What causes landslides?

  • Landslides are natural disasters occurring mainly in mountainous terrains where there are conducive conditions of soil, rock, geology and slope.
  • A sudden movement of rock, boulders, earth or debris down a slope is termed as a landslide.
  • Natural causes that trigger it include heavy rainfall, earthquakes, snow-melting and undercutting of slopes due to flooding. Landslides can also be caused by anthropogenic activities such as excavation, cutting of hills and trees, excessive infrastructure development, and overgrazing by cattle.
  • Considered among the most frequent natural disasters, landslides are extremely hazardous, posing a threat to human and animal lives, damaging property, roads and bridges, disrupting communication lines and snapping power lines.
  • Some of the main factors that influence landslides are lithology, geological structures like faults, hill slopes, drainage, geomorphology, land use and land cover, soil texture and depth, and weathering of rocks. All these are factored in when a landslide susceptibility zone is earmarked for planning and making predictions.
  • In India, rainfall-induced landslide events are more common.

How are landslides classified and mapped?

  • Landslides are broadly classified based on the type of materials involved (rock, debris, soil, loose mud), type of movement of the material (fall, topple, slide, rotational slide or translational slide), and type of flow of the material. Another category is of landslides that spread laterally. Landslides mapped in the ISROatlas are mainly event-based and season-based.
  • ISRO’s National Remote Sensing Centre (NRSC), Hyderabad, has created a database of landslide-prone regions of India based on events during 1998 – 2022, primarily along the Himalayas and the Western Ghats. In addition to aerial images, high-resolution satellite images captured using cameras Indian Remote Sensing (IRS-1D) PAN + LISS-III, satellites ResourceSat-1 and 2, etc., were used to study the landslides over the past 25 years.
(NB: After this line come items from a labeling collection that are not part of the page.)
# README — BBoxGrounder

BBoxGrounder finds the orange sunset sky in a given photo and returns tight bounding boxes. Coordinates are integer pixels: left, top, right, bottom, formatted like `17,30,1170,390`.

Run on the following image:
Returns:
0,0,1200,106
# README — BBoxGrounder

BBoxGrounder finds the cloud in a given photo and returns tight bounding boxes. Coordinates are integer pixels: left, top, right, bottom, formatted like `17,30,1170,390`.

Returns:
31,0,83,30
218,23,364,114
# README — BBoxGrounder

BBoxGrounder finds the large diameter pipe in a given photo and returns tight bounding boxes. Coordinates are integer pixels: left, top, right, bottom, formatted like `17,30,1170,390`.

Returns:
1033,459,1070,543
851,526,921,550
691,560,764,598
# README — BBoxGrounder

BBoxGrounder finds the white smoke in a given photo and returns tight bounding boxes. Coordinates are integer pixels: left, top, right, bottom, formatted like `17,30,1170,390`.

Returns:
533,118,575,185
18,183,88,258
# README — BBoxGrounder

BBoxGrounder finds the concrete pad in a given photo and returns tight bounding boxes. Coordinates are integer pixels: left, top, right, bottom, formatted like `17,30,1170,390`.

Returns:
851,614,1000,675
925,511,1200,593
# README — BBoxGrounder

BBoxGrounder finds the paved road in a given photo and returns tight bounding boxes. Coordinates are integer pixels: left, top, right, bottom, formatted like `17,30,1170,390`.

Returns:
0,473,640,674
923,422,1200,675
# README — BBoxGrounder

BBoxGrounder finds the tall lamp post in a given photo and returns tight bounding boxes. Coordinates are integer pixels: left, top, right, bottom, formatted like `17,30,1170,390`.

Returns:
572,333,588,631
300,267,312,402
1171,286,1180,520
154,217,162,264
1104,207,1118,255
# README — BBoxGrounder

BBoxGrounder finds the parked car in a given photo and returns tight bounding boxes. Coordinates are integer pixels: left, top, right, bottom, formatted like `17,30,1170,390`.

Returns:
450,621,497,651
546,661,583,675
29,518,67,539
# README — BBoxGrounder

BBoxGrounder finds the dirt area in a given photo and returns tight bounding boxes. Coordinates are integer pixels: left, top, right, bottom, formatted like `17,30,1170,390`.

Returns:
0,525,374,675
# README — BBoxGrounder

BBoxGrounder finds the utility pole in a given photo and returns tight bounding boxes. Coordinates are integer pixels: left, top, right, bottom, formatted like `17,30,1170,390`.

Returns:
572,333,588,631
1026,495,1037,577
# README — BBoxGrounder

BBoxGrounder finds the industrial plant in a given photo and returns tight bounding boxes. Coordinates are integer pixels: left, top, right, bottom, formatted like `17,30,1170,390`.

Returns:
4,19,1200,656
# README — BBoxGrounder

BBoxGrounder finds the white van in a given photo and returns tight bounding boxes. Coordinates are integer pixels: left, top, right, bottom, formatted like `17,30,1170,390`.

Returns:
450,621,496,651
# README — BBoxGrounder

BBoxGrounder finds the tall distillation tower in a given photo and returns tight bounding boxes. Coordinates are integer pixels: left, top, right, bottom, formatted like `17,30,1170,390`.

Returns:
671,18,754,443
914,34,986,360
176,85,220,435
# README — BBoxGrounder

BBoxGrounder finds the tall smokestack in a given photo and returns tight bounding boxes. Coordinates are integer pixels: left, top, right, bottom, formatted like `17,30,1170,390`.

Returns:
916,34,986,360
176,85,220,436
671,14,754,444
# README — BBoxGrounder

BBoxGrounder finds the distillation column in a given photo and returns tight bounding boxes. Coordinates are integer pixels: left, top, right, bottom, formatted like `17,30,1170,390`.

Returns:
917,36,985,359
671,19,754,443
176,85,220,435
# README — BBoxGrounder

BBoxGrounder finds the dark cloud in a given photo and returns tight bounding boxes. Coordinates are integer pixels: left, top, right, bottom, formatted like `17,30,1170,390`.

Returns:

The pan-India landslide database classifies landslides into – seasonal (2014, 2017 monsoon seasons), event-based and route-based (2000 – 2017).

How prone is India to landslides?

  • India is considered among the top five landslide-prone countries globally, where at least one death per 100 sq km is reported in a year due to a landslide event. Rainfall variability pattern is the single biggest cause for landslides in the country, with the Himalayas and the Western Ghats remaining highly vulnerable.
  • Excluding snow covered areas, approximately 6 per cent of the country’s geographical land area (0.42 million sq km) is prone to landslides. As many as 66.5 per cent of the landslides are reported from the North-western Himalayas, about 18.8 per cent from the North-eastern Himalayas, and about 14.7 per cent from the Western Ghats.
  • Nearly half of the country’s landslide-prone area (0.18 sq km) is located in the states of Assam, Arunachal Pradesh, Sikkim, Meghalaya, Mizoram, Manipur, Tripura and Nagaland. Uttarakhand, Himachal Pradesh, Jammu and Kashmir cover 0.14 million sq km of the total landslide-prone areas, whereas Maharashtra, Goa, Karnataka, Kerala, and Tamil Nadu account for 0.09 million sq km. A relatively small area (0.01 million sq km) of the Araku region in Andhra Pradesh along the Eastern Ghats, too, reports landslide events.
  • In the Western Ghats, despite fewer events, landslides were found to be making inhabitants significantly vulnerable to fatalities, especially in Kerala.

What does the landslide atlas suggest?

  • Uttarakhand, Kerala, Jammu and Kashmir, Mizoram, Tripura, Nagaland and Arunachal Pradesh reported the highest number of landslides during 1998 – 2022.
  • Mizoram topped the list, recording 12,385 landslide events in the past 25 years, of which 8,926 were recorded in 2017 alone. Likewise, 2,071 events of the total 2,132 landslides reported in Nagaland during this period occurred during the 2017 monsoon season. Manipur, too, showed a similar trend, wherein 4,559 out of 5,494 landslide events were experienced during the rainy season of 2017. Of the total 690, Tamil Nadu suffered 603 landslide events in 2018 alone.
  • Among all these states, an alarming situation is emerging from Uttarakhand and Kerala.
  • While Uttarakhand’s fragility was recently exposed during the land subsidence events reported from Joshimath since January, this Himalayan state has experienced the second highest number (11,219) of landslides since 1998, all events since occurring post 2000. The year-wise number of landslide events in the state is: 2003 (32), 2010 (307), 2012 (473), 2013 (6,610), 2017 (1), 2021 (329) and 2022 (1).
  • The number of districts with the maximum landslide exposure are in Arunachal Pradesh (16), Kerala (14), Uttarakhand and Jammu and Kashmir (13 each), Himachal Pradesh, Assam and Maharashtra (11 each), Mizoram (8) and Nagaland (7).
  • Kerala has been consistently reporting massive landslides since it suffered the century’s worst floods in 2018. The year-wise landslide events here are 2018 (5,191), 2019 (756), 2020 (9) and 2021 (29).
  • From the events and images obtained, the NRSC ranked Rudraprayag in Uttarakhand at the top of 147 vulnerable districts. It has the highest landslide density in the country, along with having the highest exposure to total population and number of houses.